Karakterimiz mağaradan çıkarken giren animasyonlar sırasında düşmanın saldırması ve kontrol bize geçene kadar ölmemiz gibi ufak tefek sinir bozucu durumlar da mevcut olsa da, yukarıda bahsettiğim dışında ciddi bir problem ile karşılaşmadım.
Sonuç
From Software oyunlarının açtığı yolda, hem Souls serilerini takip eden hem de kendinden bir şeyler katarak karşımıza çıkan Mortal Shell, iyi bir oyun souls-like oyunu olmayı başarmış. Tamamen yeni ve orjinal bir oyun dememiz mümkün değil.
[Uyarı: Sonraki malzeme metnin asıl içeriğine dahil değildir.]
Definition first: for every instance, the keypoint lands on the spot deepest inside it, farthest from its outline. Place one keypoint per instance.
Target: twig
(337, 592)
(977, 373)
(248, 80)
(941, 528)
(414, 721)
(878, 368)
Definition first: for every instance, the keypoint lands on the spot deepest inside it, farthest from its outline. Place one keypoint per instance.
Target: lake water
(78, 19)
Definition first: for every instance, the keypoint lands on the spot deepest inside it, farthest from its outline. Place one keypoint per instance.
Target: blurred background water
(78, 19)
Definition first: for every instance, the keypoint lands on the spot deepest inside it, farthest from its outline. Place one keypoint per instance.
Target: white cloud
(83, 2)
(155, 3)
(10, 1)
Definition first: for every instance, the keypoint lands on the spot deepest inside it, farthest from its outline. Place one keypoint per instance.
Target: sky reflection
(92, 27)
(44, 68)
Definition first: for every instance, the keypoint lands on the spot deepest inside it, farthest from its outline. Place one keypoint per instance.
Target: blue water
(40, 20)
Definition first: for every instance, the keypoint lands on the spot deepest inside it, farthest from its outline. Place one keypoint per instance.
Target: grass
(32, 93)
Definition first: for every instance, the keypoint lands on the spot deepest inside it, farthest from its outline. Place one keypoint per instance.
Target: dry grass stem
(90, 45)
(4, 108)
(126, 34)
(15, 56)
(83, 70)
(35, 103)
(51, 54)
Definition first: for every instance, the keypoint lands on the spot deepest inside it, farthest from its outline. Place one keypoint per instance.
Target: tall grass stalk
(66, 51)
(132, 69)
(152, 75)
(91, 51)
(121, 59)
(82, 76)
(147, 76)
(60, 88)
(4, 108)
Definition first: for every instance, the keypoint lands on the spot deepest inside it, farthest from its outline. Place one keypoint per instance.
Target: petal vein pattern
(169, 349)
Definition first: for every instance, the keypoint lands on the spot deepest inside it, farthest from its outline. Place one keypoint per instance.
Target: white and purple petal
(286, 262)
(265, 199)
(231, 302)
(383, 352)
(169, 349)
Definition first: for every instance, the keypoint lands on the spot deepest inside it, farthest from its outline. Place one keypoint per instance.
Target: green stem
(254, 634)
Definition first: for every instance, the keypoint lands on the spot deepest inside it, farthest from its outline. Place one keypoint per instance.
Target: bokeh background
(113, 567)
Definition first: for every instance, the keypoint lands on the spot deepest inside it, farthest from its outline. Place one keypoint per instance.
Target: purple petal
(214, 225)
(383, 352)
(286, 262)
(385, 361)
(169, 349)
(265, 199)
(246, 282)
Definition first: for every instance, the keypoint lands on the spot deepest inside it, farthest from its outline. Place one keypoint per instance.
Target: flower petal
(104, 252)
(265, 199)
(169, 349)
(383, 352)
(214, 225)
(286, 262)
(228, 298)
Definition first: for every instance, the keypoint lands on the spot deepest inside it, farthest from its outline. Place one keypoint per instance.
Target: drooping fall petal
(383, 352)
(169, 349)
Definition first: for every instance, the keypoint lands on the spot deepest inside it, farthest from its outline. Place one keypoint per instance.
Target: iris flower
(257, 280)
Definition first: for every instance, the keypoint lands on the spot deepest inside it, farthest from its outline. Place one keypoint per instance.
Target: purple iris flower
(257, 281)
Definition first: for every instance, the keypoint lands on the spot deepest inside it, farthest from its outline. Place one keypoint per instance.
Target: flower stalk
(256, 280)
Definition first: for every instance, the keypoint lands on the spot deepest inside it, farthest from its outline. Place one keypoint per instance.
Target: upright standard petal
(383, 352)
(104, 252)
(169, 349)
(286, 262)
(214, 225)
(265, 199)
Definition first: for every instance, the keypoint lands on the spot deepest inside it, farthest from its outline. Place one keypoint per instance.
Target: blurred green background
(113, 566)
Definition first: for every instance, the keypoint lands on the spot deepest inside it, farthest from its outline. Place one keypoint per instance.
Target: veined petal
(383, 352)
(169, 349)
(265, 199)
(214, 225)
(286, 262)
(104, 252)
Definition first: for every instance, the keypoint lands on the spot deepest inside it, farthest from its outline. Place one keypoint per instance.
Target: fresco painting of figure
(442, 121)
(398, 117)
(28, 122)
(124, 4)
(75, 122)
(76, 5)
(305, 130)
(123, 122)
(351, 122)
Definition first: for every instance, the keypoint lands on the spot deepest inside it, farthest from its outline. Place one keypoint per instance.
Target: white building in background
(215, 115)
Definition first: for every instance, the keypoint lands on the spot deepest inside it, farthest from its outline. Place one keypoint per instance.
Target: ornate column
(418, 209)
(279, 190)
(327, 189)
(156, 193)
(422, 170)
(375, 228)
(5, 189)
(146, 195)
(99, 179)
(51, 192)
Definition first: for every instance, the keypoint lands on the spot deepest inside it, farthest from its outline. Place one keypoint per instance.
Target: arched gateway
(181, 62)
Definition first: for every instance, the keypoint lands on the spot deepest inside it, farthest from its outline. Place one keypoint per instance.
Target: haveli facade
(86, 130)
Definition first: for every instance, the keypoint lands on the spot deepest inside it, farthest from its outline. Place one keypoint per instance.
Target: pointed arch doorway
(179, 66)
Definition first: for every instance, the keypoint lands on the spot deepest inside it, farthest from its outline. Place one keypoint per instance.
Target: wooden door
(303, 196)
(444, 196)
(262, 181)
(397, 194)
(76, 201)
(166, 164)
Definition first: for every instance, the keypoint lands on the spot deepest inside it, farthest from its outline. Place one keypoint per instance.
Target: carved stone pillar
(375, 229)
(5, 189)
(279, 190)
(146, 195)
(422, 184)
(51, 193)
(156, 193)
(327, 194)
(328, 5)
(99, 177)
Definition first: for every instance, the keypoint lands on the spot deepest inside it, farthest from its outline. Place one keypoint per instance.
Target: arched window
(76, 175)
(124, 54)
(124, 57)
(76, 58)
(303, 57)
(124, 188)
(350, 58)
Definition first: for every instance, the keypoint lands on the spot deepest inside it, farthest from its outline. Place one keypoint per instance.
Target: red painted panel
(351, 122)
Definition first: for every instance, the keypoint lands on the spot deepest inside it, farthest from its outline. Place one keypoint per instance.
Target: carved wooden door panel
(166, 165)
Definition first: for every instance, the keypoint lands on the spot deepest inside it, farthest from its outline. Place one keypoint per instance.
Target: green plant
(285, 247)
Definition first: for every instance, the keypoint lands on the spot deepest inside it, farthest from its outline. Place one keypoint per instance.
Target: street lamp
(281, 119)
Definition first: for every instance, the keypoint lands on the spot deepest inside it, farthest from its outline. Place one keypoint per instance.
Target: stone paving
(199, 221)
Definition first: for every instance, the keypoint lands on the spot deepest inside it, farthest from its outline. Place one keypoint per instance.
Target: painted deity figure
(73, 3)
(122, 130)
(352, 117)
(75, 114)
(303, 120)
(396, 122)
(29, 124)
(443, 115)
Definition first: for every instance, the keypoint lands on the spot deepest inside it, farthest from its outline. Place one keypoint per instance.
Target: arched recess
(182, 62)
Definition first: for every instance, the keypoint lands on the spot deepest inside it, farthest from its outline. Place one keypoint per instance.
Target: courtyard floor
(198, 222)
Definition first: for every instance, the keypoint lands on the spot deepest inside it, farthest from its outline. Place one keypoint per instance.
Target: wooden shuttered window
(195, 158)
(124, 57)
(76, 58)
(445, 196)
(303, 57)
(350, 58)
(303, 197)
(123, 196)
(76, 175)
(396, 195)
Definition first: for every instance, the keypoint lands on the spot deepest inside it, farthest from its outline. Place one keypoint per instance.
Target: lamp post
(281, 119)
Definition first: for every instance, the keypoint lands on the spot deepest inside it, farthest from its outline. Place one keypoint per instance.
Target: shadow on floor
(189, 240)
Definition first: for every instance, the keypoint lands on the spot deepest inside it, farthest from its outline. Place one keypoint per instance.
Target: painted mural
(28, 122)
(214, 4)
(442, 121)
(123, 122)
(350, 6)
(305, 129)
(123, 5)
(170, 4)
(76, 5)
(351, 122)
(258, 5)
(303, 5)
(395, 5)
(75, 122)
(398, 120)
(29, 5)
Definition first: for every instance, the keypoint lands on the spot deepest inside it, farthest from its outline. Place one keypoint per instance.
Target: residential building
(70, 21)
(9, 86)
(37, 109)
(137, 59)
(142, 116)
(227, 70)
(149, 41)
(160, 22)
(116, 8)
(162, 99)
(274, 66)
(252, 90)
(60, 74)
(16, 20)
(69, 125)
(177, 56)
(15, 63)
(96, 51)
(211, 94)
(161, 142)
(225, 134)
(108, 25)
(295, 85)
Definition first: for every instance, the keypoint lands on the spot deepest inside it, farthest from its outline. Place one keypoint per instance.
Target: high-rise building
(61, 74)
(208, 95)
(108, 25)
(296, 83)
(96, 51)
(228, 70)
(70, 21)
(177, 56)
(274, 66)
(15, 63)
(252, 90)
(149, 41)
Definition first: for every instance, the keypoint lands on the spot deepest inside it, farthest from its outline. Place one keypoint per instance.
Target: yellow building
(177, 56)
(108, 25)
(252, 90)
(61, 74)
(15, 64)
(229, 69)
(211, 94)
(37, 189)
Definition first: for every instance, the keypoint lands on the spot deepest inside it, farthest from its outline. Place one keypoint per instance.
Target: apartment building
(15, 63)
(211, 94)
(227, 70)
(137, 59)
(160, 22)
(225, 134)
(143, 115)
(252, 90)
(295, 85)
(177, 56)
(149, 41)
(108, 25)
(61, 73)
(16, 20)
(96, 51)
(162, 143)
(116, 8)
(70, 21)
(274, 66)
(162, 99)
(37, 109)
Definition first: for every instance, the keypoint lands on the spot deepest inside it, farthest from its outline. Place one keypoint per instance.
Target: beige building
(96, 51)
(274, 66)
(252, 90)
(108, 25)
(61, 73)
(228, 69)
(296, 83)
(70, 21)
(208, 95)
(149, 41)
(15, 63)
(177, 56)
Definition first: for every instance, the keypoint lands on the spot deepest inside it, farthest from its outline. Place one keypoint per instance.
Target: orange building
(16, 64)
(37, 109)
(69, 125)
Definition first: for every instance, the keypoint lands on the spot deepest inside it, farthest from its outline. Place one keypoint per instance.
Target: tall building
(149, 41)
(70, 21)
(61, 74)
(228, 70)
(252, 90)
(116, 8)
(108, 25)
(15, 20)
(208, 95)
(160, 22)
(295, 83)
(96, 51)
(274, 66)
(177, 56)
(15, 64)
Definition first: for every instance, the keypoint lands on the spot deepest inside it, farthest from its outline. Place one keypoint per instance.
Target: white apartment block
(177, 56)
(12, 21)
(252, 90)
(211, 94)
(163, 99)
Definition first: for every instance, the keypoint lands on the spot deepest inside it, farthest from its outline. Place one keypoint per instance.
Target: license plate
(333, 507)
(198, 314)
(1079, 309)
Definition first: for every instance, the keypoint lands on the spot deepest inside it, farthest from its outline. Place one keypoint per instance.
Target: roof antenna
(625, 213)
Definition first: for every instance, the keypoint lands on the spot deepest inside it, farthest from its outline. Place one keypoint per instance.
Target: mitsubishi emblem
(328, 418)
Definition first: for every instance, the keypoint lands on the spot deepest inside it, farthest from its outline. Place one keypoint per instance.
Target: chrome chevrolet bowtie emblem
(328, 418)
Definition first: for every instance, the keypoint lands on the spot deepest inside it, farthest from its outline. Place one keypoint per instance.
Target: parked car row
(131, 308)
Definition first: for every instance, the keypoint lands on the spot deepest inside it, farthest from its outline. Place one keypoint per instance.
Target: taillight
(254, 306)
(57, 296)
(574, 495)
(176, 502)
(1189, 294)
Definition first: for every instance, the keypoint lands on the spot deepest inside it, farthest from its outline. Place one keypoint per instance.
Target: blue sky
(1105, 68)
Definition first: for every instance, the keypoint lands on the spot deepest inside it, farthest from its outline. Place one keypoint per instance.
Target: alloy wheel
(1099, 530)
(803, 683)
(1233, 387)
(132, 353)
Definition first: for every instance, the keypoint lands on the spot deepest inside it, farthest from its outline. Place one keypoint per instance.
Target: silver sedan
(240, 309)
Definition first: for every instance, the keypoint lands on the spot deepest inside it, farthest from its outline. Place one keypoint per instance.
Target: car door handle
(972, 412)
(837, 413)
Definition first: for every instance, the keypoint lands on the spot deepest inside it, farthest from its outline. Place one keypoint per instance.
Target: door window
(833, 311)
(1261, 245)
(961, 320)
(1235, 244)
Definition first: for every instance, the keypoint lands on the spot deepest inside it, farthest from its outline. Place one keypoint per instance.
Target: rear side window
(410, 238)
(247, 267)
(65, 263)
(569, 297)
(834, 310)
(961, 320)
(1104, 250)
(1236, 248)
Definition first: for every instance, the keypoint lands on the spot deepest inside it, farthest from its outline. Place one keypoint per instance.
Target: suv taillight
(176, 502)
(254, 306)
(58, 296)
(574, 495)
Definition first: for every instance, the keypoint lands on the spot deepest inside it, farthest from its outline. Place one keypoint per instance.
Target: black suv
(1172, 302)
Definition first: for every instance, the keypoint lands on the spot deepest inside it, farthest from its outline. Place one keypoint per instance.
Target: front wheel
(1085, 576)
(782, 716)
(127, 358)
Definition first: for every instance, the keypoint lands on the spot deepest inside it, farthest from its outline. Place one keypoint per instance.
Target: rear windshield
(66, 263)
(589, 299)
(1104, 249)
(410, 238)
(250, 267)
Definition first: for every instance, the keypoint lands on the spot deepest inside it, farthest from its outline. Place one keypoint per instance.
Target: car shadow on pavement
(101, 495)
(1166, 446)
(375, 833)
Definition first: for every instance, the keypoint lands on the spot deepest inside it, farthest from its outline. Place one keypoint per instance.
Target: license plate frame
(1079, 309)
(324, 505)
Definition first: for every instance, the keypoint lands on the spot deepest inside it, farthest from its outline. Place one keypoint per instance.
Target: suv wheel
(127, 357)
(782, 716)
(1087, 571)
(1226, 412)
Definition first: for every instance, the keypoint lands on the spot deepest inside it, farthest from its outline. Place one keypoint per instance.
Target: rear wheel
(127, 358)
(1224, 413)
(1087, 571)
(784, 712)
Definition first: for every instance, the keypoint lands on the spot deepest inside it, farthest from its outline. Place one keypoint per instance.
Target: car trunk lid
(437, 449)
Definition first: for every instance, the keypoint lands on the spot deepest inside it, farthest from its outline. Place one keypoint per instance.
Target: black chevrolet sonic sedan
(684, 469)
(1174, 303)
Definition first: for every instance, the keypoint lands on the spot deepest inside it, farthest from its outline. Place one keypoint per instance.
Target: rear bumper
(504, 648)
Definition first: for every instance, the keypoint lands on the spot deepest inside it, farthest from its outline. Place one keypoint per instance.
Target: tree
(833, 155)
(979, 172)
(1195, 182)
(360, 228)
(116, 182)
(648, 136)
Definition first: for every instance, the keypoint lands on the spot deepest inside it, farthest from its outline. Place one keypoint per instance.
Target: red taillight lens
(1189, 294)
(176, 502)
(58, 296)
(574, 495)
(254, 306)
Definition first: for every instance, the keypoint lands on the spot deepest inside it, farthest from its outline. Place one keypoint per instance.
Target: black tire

Oyun biraz kısa, eğer etraftaki şeyler ile oyalanmazsanız maksimum 7 saatte bitiyor. Mekanlar ile ilgili sıkıntımı da dile getirdim. Multiplayer olmaması bazı oyuncular için bir eksi gibi gözükebilir. Ama bu oyunun 2017 yılında kurulmuş bir stüdyo tarafından yapılan bağımsız bir marka olduğunu unutmamak gerekiyor.
Lords of the Fallen gibi oyunların başaramadığı “Dark Souls gibi ama farklı ve güzel bir oyun” hissiyatını veriyor. Şimdiye kadar çıkmış çoğu souls-like oyununu oynamış birisi olarak, kendi orjinal özelliklerini de barındıran en iyi Dark Souls kopyası olduğunu söyleyebilirim. Bu oyunun başarısı, geliştirici ekibin ileride çok daha güzel işler çıkarabilecek kapasitede olduğunu gösteriyor.